This post was contributed by Joseph S. Sileo, an Attorney in McNees Wallace & Nurick LLC’s Labor & Employment Practice Group in Scranton, Pennsylvania.

Pennsylvania employers can achieve positive results and realize other important gains by wisely and effectively responding to, and when appropriate, contesting unemployment compensation claims. This post is Part 1 of a 3 part series on handling UC claims and addresses best practices for responding to the initial UC claim.

Responding to the Initial UC Claim

  • Prior to termination, think about possible claims. If applicable, couch the decision in terms of willful misconduct. If you issue a discharge letter, be sure to cite relevant policies.

Respond to all claims (both contested and uncontested).

  • A late 2013 amendment to PA’s UC Law provides that an employer’s UC reserve account will be charged for claimant overpayments as a result of an employer’s failure to respond or late response to information requests by UC authorities.
  • An Employer’s response will be considered inadequate if “the response misrepresents or omits facts that, if represented accurately or disclosed” would have been the basis for denying a claimant benefits. Other penalties can apply.
  • The days of not responding are over — Employers can no longer risk playing too fast and loose with responding to requests for information relating to UC benefit applications.
  • Be careful of “assisting” separating employees with obtaining UC benefits or promising not to contest benefits.

Respond timely.

  • 14 days to respond (from date on UC questionnaire form (not date of employer’s receipt).
  • Consequence of failure to respond or late response: an eligibility determination may be issued without consideration of employer’s information.

Be accurate and consistent.

  • Provide clear, first-hand information regarding reason for separation.
  • Inconsistencies, inaccuracies and exaggerations can come back to bite an employer in connection with other more significant matters! (Example – discrimination claims).

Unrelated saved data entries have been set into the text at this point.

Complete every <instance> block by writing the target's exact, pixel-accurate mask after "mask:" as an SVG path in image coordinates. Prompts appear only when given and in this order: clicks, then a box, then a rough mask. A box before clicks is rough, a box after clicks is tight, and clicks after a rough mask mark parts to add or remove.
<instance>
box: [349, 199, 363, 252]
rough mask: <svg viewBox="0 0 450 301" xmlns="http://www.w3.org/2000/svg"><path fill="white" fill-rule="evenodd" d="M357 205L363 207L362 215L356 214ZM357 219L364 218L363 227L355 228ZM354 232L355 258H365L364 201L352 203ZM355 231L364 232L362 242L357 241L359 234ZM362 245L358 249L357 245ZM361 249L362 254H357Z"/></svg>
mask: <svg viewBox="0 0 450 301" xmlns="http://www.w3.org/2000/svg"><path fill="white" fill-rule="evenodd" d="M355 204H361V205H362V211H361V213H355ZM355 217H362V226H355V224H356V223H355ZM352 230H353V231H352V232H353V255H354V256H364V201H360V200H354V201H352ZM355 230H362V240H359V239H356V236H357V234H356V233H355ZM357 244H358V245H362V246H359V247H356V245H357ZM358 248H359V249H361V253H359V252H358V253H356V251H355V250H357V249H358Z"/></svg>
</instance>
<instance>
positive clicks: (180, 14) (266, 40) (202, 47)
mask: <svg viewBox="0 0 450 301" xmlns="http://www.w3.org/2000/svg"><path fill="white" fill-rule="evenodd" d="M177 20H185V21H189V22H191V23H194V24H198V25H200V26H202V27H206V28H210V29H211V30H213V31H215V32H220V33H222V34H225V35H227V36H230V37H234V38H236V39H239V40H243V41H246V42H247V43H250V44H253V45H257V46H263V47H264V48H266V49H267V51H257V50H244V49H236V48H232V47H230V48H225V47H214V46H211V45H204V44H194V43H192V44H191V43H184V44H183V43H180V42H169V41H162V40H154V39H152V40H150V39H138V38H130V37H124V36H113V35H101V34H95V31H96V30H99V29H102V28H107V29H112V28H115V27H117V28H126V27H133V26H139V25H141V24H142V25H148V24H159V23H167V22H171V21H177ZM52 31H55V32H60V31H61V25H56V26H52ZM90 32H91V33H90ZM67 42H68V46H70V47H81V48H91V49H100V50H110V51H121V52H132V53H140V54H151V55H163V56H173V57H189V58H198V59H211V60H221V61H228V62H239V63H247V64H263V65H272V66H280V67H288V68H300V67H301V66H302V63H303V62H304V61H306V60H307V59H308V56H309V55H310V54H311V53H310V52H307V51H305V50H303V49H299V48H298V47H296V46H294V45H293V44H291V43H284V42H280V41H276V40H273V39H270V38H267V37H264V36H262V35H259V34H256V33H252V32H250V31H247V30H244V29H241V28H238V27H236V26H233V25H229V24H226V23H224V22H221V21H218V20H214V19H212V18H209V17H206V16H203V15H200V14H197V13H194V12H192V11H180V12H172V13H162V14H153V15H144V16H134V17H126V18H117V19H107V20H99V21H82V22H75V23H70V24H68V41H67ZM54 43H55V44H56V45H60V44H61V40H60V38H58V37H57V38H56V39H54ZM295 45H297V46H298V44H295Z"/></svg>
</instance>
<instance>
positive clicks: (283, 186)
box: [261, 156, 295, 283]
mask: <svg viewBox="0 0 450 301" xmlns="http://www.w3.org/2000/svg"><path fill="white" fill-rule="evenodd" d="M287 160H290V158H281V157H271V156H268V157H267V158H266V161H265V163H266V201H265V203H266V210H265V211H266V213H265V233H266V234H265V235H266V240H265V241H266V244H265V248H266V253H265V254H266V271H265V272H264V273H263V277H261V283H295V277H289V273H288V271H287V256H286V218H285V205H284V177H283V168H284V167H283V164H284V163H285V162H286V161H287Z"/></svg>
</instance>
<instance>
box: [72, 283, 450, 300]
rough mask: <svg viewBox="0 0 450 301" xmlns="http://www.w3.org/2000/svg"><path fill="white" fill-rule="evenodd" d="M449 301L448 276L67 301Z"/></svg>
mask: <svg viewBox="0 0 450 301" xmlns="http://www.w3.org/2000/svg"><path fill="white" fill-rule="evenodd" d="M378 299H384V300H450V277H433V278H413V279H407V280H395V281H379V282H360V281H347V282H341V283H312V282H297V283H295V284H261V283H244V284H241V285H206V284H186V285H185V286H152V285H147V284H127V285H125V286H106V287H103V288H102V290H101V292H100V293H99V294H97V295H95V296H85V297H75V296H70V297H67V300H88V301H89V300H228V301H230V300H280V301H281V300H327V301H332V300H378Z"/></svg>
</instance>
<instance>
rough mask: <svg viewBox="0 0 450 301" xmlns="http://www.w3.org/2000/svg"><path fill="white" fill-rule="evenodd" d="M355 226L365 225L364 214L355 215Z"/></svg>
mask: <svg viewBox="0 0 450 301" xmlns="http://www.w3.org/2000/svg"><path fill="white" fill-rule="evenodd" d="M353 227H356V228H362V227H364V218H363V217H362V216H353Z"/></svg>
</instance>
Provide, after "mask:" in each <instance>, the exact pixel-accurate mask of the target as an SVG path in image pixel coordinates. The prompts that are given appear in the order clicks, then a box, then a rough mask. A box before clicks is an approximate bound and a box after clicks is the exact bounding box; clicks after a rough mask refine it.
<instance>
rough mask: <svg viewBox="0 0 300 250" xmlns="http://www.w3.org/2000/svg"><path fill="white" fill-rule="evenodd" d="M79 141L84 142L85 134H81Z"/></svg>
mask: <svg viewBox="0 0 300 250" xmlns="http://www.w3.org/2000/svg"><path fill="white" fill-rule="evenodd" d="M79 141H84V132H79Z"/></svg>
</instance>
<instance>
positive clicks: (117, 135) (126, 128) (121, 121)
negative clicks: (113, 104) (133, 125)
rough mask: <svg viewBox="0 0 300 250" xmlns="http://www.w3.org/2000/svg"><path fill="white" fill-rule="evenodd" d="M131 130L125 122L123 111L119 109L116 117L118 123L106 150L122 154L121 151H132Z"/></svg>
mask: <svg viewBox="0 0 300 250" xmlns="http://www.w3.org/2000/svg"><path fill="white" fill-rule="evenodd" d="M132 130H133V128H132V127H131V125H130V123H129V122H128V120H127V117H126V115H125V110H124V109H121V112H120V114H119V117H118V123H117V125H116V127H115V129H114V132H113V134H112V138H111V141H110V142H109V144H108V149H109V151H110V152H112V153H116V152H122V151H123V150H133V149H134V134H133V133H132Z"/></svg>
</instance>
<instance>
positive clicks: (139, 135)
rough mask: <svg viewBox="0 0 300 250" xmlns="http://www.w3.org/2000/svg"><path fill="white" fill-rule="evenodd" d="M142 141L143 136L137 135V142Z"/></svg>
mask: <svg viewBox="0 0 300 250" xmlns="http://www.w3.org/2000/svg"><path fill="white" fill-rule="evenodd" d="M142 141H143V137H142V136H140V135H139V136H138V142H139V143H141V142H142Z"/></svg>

Appealing the Initial Determination

  • Simple process: can be by letter or a UC appeal petition form
  • Can mail, fax, or e-mail appeal letter/petition
  • Be sure to include the claimant’s name, UC claim number, last four digits of the claimant’s social security number, the date of the decision, and statement of the reasons for the appeal.
  • Submit timely appeals –15 days from the date of the decision (not the date of the employer’s receipt). The appeal is timely if post-marked by the appeal deadline date or otherwise upon receipt.